Enterprises need to know that they can achieve sustainable development by gaining a sustainable competitive advantage. One of the sources of a sustainable competitive advantage is the enterprise’s own innovation ability, and the formation of innovation requires appropriate innovation search behavior. First, companies should pay attention to the relationship between positive performance feedback and innovation search behavior to understand the reasons for this phenomenon. This may be because, on the one hand, top-performing companies believe that the familiar path is low risk and can increase the CEO decision-making confidence. In the face of the fast-growing market, companies should fully understand the market and their own resource allocation and learn to reasonably break the rules while pioneering innovation to obtain a competitive advantage and a solid market position. To realize the necessity of enterprise innovation search behavior, in order to gain a competitive advantage in the fierce market competition, enterprises need to formulate innovation strategies and actively cooperate with other related external fields when absorbing, transforming, and exploring their own resources. Secondly, CEOs in fast-growing companies should be aware of the role they play in regulating focus and can be associated with management teams that focus on prevention focus to fully understand the essential issues facing the development of the company and make decisions together to minimize the CEO’s subjective focus bias. When it is clear that the mechanism of innovation is inherent in the company, it helps to promote innovation and achieve sustainable growth. In addition, even if the organization is in a stable environment, the CEO also needs to have the ability to face unexpected risks at any time and take decisive and correct measures to solve the crisis. Cultivating emergency response capabilities for crisis risks is also a capability that CEOs need to have. Especially for such highly R&D-focused and high investment biopharmaceutical companies, sudden risks may cause substantial losses. CEOs also need to have a sense of risk prediction to help companies prepare in advance, reduce possible losses in the future, preserve existing strengths, gain sustainable competitive advantages, and strengthen and promote sustainable development.
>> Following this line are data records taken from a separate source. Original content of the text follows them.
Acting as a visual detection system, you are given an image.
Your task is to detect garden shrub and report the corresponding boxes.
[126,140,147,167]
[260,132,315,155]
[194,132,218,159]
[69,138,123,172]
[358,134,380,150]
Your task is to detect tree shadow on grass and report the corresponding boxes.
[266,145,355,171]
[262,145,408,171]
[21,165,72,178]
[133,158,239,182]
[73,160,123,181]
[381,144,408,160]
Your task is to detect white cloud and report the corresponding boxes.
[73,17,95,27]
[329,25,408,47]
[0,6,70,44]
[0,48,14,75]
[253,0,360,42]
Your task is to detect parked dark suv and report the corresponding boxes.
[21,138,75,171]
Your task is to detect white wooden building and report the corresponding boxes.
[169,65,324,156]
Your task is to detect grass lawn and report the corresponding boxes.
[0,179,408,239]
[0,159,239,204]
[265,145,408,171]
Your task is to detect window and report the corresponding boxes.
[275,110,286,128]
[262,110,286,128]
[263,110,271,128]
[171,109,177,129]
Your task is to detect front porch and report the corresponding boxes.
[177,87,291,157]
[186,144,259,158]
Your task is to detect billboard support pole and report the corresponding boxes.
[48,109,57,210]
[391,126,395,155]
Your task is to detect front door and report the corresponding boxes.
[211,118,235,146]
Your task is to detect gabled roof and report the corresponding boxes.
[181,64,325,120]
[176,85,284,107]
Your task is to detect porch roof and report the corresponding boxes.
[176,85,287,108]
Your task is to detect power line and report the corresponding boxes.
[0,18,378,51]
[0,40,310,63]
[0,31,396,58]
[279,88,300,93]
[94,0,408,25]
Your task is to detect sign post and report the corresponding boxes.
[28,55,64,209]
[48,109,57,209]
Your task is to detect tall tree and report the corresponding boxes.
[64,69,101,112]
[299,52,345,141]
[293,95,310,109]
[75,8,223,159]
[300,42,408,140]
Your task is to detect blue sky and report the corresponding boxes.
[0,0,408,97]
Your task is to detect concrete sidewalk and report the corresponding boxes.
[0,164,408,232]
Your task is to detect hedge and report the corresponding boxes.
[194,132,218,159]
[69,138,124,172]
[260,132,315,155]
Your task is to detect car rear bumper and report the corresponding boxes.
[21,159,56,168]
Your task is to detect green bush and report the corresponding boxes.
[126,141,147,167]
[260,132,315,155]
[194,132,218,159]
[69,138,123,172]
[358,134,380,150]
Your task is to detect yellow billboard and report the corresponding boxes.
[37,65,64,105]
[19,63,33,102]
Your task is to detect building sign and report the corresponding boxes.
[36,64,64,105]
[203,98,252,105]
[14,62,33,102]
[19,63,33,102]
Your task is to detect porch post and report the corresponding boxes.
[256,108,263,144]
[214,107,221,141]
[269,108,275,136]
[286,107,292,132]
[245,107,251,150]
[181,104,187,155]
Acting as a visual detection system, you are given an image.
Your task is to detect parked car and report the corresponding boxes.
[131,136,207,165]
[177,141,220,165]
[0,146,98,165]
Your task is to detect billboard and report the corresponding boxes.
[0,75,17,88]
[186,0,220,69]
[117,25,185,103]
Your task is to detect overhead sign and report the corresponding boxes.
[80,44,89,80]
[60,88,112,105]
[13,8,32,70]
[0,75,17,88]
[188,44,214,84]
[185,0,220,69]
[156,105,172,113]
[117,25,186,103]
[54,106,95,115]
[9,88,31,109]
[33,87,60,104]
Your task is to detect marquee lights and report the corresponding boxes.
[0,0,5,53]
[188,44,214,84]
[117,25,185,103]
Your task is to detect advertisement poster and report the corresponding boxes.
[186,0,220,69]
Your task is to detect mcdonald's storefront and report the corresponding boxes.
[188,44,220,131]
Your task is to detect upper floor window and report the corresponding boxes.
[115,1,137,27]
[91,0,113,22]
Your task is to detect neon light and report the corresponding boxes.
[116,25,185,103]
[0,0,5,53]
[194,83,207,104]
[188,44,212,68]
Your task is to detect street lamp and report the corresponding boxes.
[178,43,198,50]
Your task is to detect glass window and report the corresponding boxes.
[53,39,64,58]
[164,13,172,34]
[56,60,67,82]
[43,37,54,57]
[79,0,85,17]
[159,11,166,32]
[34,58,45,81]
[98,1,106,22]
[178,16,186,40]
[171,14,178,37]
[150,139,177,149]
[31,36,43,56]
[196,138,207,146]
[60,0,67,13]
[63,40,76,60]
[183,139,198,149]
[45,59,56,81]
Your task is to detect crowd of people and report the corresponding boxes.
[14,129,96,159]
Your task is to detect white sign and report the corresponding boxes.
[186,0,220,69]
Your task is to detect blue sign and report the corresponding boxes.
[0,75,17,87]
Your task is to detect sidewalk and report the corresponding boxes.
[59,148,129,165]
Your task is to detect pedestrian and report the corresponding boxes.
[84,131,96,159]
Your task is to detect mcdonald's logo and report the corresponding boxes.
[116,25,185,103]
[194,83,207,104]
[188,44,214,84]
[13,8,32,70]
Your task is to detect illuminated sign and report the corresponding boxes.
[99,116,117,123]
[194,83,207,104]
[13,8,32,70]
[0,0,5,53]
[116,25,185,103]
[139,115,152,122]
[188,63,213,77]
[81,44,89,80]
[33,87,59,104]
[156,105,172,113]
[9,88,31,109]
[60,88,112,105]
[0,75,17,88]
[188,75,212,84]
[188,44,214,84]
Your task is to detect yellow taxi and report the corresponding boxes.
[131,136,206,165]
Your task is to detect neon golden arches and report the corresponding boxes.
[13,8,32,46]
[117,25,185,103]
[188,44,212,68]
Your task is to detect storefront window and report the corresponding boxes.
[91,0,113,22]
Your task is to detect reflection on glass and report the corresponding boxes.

5.4. Limitations and Future Research

First, this study used a single dimension of depth and breadth for the division of innovation search behavior, but some scholars have already conducted multi-dimensional depth division in this field, which can be subdivided into studies in the future, such as local search versus remote search and exploratory search versus exploitative search. Sofka and Grimpe believe that the exploration of resource search behavior from the perspective of innovation depth and breadth cannot accurately reflect the differences in the attributes of knowledge elements provided by different types of resources [62], and such differences in knowledge elements may have an impact on innovative enterprises. Therefore, in the future, according to the characteristics of highly R&D-focused and high resource investment of biopharmaceutical enterprises, we can choose the search type that can provide the attributes of knowledge elements, explore the differentiated influence of different knowledge elements, carry out more targeted innovation, use limited resources to obtain sustainable competitive advantages, and promote the sustainable development of enterprises.
Second, due to the unavailability of secondary data from foreign companies, the analysis in this study was limited to Chinese biopharmaceutical companies. It will be possible to explore whether the innovation search choice is universal among other Chinese industries and top-performing foreign companies in the future. In the future, we can investigate whether other psychological characteristics of CEOs, values, educational background, etc. also have an impact on the choice of innovation behavior of biopharmaceutical companies because the development direction and speed of an enterprise are often related to its managers. The premise of the sustainable development of an enterprise is to obtain a sustainable competitive advantage. Whether an enterprise can sustain a competitive advantage is also related to the decision-making of managers, and the decision-making preferences of managers are also affected by their own psychological characteristics, values, and educational background.
Finally, for the research method of this study, QCA can be used for configurational analysis in the future. QCA advocates the use of a configurational perspective to explore the relationship between the elements of the problem, indicating that the elements that produce the results are related to each other, and the occurrence of the results is not caused by the only relationship established. In the future, the method of QCA can be used to explore the positive performance feedback of biopharmaceutical companies and other service manufacturing industries, the CEO’s regulatory focus, and the combination mode of innovation search behavior to obtain sustainable competitive advantages and to achieve new ideas for sustainable development.

Author Contributions

Conceptualization, Y.S. and Z.Q.; methodology, Z.Q.; software, Z.Q.; validation, Z.Q.; formal analysis, Y.S. and Z.Q.; investigation, Y.S. and Z.Q.; resources, Y.S. and Z.Q.; data curation, Z.Q.; writing—original draft preparation, Z.Q.; writing—review and editing, Y.S.; visualization, Z.Q.; supervision, Y.S.; project administration, Y.S. and Z.Q.; funding acquisition, Y.S. All authors have read and agreed to the published version of the manuscript.

Funding

This research was supported by the National Social Science Fund of China (Grant number 18BGL083) and Beijing Natural Science Foundation of China (Grant number 9172007).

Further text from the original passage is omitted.